La mesure, entrée en vigueur avec effet rétroactif au 1er octobre, sera d'application jusqu'au 31 décembre 2020. Elle pourrait être prolongée.
Le travailleur peut invoquer le chômage temporaire pour cause de force majeure sur simple présentation d’une attestation de l’école ou de la crèche (disponible sur le site de l'Onem), précisant la période durant laquelle la fermeture/interruption de service s'applique.
La procédure ne requiert pas l'accord de l'employeur, qui doit toutefois en être directement informé.
Le travailleur concerné perçoit une allocation de chômage équivalente à 70% de sa rémunération moyenne plafonnée, ainsi qu'un supplément de 5,63 euros par jour de chômage temporaire.
Quarantaine et salaire
Pour une raison ou une autre (par exemple au retour d'un voyage en zone rouge ou suite à un contact rapproché avec une personne positive), vous pourriez être obligé de vous mettre immédiatement en quarantaine pour une durée d'au moins 7 jours. C'est le test obligatoire du cinquième jour qui déterminera si la quarantaine peut prendre fin ou si elle est reconduite pour 7 jours. Dans tous les cas, il faudra immédiatement prévenir votre employeur et lui délivrer un certificat de quarantaine (délivré lorsqu'un travailleur est apte à travailler, mais qu'il n'est pas autorisé à se rendre sur son lieu de travail).

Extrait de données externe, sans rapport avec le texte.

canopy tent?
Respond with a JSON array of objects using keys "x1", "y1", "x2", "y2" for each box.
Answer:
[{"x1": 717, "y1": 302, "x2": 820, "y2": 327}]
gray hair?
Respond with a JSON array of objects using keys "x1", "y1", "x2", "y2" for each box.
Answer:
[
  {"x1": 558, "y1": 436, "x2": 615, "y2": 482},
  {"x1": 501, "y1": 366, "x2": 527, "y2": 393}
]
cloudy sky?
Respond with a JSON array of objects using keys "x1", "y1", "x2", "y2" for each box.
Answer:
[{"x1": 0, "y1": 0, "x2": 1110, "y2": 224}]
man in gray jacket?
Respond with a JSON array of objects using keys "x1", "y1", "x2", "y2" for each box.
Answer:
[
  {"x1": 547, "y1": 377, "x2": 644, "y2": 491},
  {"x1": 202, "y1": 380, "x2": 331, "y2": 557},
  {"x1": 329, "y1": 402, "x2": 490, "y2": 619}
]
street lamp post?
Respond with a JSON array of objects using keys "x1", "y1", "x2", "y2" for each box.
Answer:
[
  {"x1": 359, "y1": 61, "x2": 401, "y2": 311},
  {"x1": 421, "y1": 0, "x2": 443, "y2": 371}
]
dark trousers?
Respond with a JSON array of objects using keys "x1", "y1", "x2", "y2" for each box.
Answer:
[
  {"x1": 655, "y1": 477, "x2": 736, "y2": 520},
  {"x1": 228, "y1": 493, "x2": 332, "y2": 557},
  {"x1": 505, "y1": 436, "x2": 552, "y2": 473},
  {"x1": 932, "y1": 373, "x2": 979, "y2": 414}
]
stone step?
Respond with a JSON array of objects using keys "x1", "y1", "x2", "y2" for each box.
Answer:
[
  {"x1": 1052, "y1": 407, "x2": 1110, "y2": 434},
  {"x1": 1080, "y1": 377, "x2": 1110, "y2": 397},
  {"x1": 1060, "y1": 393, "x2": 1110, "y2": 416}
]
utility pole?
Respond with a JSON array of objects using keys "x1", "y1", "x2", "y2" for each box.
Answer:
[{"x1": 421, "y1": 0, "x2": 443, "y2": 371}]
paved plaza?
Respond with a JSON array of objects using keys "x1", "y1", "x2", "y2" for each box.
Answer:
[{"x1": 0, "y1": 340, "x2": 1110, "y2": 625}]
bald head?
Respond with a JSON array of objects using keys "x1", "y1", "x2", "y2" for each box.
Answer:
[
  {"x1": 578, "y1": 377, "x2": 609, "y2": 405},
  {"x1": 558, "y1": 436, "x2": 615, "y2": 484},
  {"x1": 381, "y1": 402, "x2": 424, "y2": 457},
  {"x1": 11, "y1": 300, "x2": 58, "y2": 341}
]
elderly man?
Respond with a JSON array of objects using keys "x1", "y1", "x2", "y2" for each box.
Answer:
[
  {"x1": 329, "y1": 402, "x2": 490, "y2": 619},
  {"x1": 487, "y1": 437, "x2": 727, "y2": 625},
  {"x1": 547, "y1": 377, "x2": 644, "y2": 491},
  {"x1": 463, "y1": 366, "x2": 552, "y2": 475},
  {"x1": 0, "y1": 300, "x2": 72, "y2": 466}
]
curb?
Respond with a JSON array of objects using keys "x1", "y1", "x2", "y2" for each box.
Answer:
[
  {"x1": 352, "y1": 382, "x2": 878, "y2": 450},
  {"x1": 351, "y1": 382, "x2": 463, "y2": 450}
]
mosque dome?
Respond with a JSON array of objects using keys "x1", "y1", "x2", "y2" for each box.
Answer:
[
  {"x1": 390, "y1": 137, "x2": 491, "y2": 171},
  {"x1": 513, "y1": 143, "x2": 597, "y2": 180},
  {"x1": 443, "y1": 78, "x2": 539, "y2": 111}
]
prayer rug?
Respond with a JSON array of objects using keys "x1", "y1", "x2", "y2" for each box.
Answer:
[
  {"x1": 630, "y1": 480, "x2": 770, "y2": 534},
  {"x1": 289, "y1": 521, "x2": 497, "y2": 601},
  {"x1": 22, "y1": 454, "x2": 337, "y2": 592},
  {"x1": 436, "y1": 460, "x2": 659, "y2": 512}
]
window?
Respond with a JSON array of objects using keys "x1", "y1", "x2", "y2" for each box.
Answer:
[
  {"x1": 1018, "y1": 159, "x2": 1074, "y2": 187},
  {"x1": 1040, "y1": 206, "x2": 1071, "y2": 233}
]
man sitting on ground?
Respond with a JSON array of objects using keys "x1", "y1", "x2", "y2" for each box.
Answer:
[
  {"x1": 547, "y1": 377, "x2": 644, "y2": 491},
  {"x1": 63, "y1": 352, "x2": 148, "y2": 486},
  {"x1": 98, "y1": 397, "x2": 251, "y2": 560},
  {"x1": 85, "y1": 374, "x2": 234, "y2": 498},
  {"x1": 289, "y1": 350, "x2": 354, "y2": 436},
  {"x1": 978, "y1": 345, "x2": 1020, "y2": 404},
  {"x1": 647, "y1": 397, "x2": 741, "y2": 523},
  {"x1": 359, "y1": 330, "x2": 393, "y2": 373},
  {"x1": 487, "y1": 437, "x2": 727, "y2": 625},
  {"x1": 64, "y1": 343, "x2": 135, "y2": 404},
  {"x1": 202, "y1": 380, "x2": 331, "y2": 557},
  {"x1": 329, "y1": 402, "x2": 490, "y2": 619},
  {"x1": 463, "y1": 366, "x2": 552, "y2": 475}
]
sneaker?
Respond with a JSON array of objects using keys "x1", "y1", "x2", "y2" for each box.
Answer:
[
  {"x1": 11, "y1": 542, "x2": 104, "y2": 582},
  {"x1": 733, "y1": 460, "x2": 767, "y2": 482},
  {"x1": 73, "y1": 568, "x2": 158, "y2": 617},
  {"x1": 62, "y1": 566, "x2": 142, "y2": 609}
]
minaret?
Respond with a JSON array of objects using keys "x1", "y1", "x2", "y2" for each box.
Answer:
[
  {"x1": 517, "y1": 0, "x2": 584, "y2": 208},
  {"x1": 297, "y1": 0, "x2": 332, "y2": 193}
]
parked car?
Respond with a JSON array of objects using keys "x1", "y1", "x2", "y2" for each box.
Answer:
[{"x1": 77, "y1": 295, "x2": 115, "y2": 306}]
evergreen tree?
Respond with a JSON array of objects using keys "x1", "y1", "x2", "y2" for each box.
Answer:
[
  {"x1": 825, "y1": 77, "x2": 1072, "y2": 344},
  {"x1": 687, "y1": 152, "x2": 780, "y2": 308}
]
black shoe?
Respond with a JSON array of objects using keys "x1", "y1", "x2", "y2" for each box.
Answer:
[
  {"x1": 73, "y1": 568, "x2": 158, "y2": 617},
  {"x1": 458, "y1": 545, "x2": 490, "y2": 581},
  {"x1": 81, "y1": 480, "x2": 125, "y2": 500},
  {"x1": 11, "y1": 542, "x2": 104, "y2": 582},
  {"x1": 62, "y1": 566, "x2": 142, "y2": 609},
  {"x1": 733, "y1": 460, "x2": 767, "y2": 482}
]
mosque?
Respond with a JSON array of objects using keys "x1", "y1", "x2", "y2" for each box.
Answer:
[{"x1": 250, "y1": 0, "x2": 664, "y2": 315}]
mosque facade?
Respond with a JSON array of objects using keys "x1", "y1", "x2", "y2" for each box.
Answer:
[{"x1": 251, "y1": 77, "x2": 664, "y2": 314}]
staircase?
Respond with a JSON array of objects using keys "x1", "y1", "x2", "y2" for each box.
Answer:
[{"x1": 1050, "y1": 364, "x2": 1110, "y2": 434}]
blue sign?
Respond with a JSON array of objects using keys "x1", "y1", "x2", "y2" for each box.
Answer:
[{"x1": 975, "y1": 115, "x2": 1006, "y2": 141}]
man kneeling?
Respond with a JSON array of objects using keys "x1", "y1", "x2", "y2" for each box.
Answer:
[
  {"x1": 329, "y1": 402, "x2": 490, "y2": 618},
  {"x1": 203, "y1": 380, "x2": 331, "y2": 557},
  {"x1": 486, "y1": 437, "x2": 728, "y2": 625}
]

Quid pour votre salaire? Si vous avez la possibilité de télétravailler, vous percevez votre rémunération normalement. Si ce n'est pas possible, votre contrat de travail sera suspendu pour cause de force majeure. Vous aurez donc droit à des allocations de chômage temporaire à charge de l'Onem pendant cette période. Cette allocation équivaut à 70% de votre rémunération moyenne plafonnée. Elle est soumise à un précompte professionnel de 15%.
Si votre entreprise appartient à la catégorie des entreprises "particulièrement touchées" (par la crise du covid-19), vous obtiendrez un supplément de 5,63 euros/jour à charge de l’Onem.
Si vous tombez malade pendant cette période (de chômage temporaire), vous recevrez immédiatement une indemnité de votre mutuelle, à condition d'introduire une déclaration d'incapacité de travail.
Si vous restez malade au-delà de la période de quarantaine, vous aurez droit à votre salaire garanti.
Coronalert
Selon les autorités, l'app de tracing Coronalert est un outil qui permet de détecter rapidement les contaminations potentielles et de prendre des mesures (de quarantaine) nécessaires. La majorité des employeurs recommandent donc fortement à leurs employés de l'installer. Toutefois, vous n'êtes pas obligé de le faire.
"Les employeurs peuvent encourager leurs collaborateurs à installer l’app, mais pas les y obliger."
Si votre smartphone est la propriété de l'entreprise, votre employeur a le droit d'installer l'app. "Cependant, cela n'entraîne à nouveau pas son utilisation obligatoire", selon Amandine Boseret, conseillère juridique chez Acerta.